Makes me wonder how much performance Windows is leaving on the table with its primitive support for large pages. It does support them, but it doesn't coalesce pages transparently like Linux does, and explicitly allocating them requires special permissions and is very likely to fail due to fragmentation if the system has been running for a while. In practice it's scarcely used outside of server software which immediately grabs a big chunk of large pages at boot and holds onto them forever.

andai

A lot of low level stuff is a lot slower on Windows, let alone the GUI. There's also entire blogs cataloging an abundance of pathological performance issues.

The one I notice the most is the filesystem. Running Linux in VirtualBox, I got 7x the host speed for many small file operations. (On top of that Explorer itself has its own random lag.)

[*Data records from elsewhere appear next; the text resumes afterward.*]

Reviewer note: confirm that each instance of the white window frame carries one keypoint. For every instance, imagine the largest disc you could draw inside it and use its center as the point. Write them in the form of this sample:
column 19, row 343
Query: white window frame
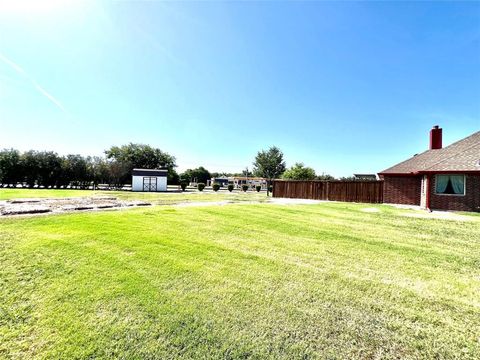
column 464, row 185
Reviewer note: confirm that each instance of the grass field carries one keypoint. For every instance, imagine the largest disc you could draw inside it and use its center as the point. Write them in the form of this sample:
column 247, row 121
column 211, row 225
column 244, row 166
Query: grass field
column 240, row 281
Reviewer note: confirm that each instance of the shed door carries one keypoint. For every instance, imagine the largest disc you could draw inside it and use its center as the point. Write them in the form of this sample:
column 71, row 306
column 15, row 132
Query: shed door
column 149, row 184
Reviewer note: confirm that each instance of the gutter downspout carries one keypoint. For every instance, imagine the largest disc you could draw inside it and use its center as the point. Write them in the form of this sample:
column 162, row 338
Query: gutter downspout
column 427, row 194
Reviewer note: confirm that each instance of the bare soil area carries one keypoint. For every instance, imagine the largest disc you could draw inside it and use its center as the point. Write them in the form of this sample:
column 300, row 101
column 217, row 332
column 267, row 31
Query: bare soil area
column 41, row 206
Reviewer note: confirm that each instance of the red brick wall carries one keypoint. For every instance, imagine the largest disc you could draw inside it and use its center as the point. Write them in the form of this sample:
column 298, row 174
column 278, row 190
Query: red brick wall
column 469, row 202
column 402, row 190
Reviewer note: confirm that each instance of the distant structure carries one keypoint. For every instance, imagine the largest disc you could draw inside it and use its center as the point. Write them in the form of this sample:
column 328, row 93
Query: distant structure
column 238, row 181
column 365, row 177
column 149, row 180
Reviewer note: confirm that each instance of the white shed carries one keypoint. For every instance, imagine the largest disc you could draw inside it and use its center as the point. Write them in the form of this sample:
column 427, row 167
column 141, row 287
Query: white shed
column 149, row 180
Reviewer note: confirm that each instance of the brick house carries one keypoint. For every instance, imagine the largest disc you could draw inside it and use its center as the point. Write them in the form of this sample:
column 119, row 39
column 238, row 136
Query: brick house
column 445, row 178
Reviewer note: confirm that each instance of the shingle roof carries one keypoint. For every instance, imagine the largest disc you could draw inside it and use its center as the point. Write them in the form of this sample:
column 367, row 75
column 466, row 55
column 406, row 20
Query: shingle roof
column 464, row 155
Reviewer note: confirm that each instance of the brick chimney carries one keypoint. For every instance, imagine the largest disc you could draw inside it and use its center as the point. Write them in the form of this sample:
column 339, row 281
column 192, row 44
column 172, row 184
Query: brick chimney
column 436, row 138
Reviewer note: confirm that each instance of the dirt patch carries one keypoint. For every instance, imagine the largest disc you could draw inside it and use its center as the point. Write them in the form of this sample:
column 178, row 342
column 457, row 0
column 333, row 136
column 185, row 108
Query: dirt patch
column 23, row 209
column 372, row 210
column 61, row 205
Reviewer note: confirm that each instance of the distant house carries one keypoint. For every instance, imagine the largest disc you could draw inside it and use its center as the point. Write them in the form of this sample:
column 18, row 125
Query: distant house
column 365, row 177
column 439, row 178
column 238, row 181
column 149, row 180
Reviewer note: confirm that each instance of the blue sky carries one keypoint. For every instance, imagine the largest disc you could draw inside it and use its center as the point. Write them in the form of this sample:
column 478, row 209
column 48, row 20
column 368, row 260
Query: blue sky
column 343, row 87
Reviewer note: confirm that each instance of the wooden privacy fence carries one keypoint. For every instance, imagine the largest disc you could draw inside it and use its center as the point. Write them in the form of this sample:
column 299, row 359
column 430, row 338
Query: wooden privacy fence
column 350, row 191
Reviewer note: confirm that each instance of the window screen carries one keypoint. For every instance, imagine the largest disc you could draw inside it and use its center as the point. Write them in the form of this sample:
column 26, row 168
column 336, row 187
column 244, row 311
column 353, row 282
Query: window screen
column 450, row 184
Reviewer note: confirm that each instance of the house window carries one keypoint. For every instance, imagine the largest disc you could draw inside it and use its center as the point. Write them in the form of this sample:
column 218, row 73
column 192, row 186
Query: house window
column 450, row 184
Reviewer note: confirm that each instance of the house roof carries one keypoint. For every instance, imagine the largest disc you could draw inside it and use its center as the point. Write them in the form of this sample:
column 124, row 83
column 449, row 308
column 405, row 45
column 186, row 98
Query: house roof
column 463, row 155
column 149, row 172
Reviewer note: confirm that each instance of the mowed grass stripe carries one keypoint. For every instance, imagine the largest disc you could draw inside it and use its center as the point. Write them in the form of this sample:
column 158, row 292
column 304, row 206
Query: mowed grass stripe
column 239, row 281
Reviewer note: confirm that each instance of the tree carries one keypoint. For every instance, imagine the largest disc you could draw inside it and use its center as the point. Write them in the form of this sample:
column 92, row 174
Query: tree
column 142, row 156
column 269, row 164
column 199, row 175
column 10, row 167
column 299, row 172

I think a better question is how much performance are they leaving on the table by bloating the OS so much. Like they could have just not touched Explorer for 20 years and it would be 10x snappier now.

I think the number is closer to 100x actually. Explorer on XP opens (fully rendered) after a single video frame... also while running virtualized inside Win10.

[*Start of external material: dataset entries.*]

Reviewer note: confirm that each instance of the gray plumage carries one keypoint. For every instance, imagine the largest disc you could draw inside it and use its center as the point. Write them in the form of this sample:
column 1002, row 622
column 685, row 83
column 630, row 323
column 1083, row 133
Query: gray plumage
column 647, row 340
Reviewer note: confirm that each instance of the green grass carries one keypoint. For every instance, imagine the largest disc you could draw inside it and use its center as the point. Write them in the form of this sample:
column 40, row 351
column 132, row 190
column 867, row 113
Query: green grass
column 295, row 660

Meanwhile Win10 Explorer opens after a noticeable delay, and then spends the next several hundred milliseconds painting the UI elements one by one...

arghwhat

Quite a bit, but 2M is an annoying size and the transparent handling is suboptimal. Without userspace cooperating, the kernel might end up having to split the pages at random due to an unfortunate unaligned munmap/madvise from an application not realizing it was being served 2M pages.

Having Intel/AMD add 16-128K page support, or making it common for userspace to explicitly ask for 2M pages for their heap arenas is likely better than the page merging logic. Less fragile.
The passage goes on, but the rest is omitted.